Browder will receive a salary of $160,000 a year, compared to $167,815 as the superintendent, with a car allowance of $600. He will most likely take the position sometime in November.
The policy for termination was altered at the Lee County School Board meeting in December 2008, so that Browder could exit the contract after 60 days of notice and receive $341,629 in severance — the equivalent of a two-year salary package.
His termination leaves the school board with two decisions — appointing an interim superintendent with the current board or waiting until November when the new members are seated.
Board member Jeanne Dozier said Browder asked the board to let him out of his contract early. She said Wednesday’s board meeting will address what the next step should be in replacing Browder.
Board member Jane Kuckel said Browder has the opportunity to leave earlier than 60 days if the board so desires.
She said a decision needs to be made on who to appoint as the interim superintendent before the middle of November when the three new board members are seated.
Kuckel said from her standpoint the board should begin the discussion on how to permanently replace the superintendent when the new board members are seated in November.
Tom Scott, who will join the board in November, said he expects Browder and the existing board to live up to his contract of staying the full 60 days until the new board is seated in November. He said a new interim superintendent should be appointed after the new board is seated.
“I hope the current board does not allow him to leave early and reward him by paying him the severance package,” Scott said.
He said he thinks the voters were very clear with what they were looking for, which was a change in direction.
“They want the new board to make those decisions,” Scott said.
Arnold Gibbs, who will face Mary Fisher in the November election for the remaining seat on the school board, said the board needs to have someone fill the superintendent position that is competent and capable. He said they also need to find someone that is familiar with the administration of the district to fill the void until a suitable replacement is found.
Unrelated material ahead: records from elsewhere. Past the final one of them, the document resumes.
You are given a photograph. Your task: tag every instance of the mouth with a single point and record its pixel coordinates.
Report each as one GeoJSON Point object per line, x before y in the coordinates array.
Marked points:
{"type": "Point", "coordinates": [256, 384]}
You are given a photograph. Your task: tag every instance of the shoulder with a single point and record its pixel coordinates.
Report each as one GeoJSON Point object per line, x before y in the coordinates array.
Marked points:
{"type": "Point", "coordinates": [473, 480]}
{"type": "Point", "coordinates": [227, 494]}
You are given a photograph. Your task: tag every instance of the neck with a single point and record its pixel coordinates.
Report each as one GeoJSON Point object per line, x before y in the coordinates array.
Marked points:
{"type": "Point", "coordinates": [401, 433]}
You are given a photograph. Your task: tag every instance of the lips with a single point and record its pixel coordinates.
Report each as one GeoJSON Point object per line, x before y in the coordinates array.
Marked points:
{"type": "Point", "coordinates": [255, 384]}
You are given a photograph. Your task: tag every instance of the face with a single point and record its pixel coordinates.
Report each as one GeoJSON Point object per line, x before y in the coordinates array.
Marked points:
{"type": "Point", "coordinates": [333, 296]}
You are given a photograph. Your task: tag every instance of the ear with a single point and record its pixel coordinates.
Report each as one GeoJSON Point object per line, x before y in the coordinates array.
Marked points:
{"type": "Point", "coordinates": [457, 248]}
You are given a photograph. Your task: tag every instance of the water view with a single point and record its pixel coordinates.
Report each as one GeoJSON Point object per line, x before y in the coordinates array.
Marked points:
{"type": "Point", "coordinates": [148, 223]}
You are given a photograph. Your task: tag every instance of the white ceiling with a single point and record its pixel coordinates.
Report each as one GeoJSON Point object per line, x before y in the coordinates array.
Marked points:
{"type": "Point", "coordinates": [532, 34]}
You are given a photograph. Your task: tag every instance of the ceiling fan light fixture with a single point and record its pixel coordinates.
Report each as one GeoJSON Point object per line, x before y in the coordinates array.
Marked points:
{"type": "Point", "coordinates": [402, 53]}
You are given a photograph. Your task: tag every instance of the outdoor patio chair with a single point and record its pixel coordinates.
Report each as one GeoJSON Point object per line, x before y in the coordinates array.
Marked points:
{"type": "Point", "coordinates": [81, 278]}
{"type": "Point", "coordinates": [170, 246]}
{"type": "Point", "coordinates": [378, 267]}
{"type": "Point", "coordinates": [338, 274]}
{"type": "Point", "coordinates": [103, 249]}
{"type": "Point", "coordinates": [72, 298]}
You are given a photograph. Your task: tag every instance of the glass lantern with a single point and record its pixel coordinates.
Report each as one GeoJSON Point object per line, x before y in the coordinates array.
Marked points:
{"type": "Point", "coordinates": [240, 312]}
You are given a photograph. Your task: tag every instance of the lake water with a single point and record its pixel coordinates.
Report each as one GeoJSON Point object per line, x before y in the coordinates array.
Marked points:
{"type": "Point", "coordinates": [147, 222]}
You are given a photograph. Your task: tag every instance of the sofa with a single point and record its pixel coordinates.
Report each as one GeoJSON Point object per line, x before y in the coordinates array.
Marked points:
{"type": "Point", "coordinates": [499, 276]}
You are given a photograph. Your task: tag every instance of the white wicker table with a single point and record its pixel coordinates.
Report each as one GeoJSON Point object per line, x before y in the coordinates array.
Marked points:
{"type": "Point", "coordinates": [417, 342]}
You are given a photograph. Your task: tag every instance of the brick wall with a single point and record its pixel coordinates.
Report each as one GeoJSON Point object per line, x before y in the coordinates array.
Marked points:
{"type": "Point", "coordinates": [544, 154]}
“Whenever he leaves there needs to be someone appointed,” he said.
Gibbs said the board may be faced with a split decision in November when it comes to finding a new superintendent.
“We have a board in November that is going to be split philosophically and in the decision making,” Gibbs said.
Dozier, Scott and Gibbs all said they were not surprised with Browder’s decision of accepting the job with Edison State College.
Dozier said she knew Browder had a long standing relationship with Edison State College.
“It doesn’t surprise me that he took the job … I know he will do an outstanding job,” she said. “I know his heart is in Fort Myers.”
Dozier said Browder will still be in this community and she knows that the school district will work with Edison State College.
“We currently have a very good working relationship with Edison,” she said. “I look forward to working with him.”
Scott said he thought Browder was very interested in finding another position.
“It seemed to me that he was actively pursuing it,” he said.
Scott said he wishes Browder well with his new responsibilities at Edison State College.
Gibbs said he believes Browder was forced into making the decision.
“I believe that Dr. Browder knew since the onset of the campaign that he was not very popular with the two new board members (Don Armstrong and Tom Scott) and that they voiced their displeasure with his administration, and I think he anticipated a very unsupportive relationship,” he said. “Perhaps they could have worked with Dr. Browder, but I think he sensed a strong sense of displeasure.”
On the other hand, Gibbs said he would have personally looked forward to working with Browder because he was making headway in many ways.
“I would have liked to have continued making those improvements and building upon what they have already done to make it better,” he said.
The special school board meeting Wednesday starts at 3:30 p.m.